Friday, February 28, 2025
2:00pm - 4:00pm EST
Joukowsky Forum, 111 Thayer St
Q&A and Reception with Smitha Radhakrishnan to Follow
Smitha Radhakrishnan is the Marion Butler McLean Professor in the History of Ideas and
Professor of Sociology at Wellesley College. Radhakrishnan is the author of four books, most
recently Making Women Pay: Microfinance in Urban India (Duke University Press, Alice
Amsden Book Prize Honorable Mention 2024) and The Gender Order of Neoliberalism (with
Cinzia D. Solari, Polity Press, Immanuel Wallerstein Book Prize Winner 2024). Her article
publications have appeared in leading feminist and development studies journals. She is
currently working on a large interview-based project on household debt in precarious
households with sites in India, South Africa and the US. Radhakrishnan is currently Chair of
the Global and Transnational Sociology section of the American Sociological Association.
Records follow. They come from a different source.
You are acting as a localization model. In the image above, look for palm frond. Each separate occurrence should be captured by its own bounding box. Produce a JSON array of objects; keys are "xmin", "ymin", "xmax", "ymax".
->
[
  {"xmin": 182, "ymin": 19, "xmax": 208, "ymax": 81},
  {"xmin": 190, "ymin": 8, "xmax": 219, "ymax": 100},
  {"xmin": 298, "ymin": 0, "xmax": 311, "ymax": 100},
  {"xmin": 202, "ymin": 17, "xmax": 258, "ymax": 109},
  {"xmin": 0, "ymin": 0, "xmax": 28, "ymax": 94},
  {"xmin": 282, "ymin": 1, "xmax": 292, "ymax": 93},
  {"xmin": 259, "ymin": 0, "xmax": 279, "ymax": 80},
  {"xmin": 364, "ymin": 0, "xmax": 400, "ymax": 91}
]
This paper analyzes experiences of debt and precarity in the context of an intense focus on
financial inclusion policies in India. The first part of the paper draws from interviews with
150 working class men and women in urban Uttarakhand to demonstrate the prevalence of
exploitative, informal debt amid high levels of financial inclusion in the state. Almost half
our respondents reported never taking a loan from a formal financial institution, relying
instead on local moneylenders, loans from relatives, friends, or employers to manage
economic distress. The most common reported emergency loans were needed to meet
health emergencies, particularly around reproductive care, and carry an annual percentage
rate of interest that exceeds 200%. In the second part of the paper, we examine variations
along lines of caste, class, and gender among a subgroup of 37 interviewees who are all
primary earners in their households, earning similar wages doing janitorial and food service
work, and working for the same large employer. Leveraging a social reproduction
framework that focuses on physical and mental depletion over time, we uncover patterned
variations in experiences with debt corresponding with experiences of caste, class, and
gender oppression as well as interstate labor and marriage migration. We identify three
patterns of breadwinning among this subgroup: protected breadwinning, precarious
breadwinning, and depleted breadwinning. These findings pave the way for a sociological
approach to debt and indebtedness that accounts of differential access to institutions,
historical patterns of exclusion and residential segregation along lines of caste, and
differential expectations for paid and unpaid labor between men and women. We argue for
the utility of considering indebtedness as an axis of inequality similar to gender, class, and
caste and call for greater attention to the lived experiences of borrowing and debt to
address key questions of economy security in development policy, praxis, and research.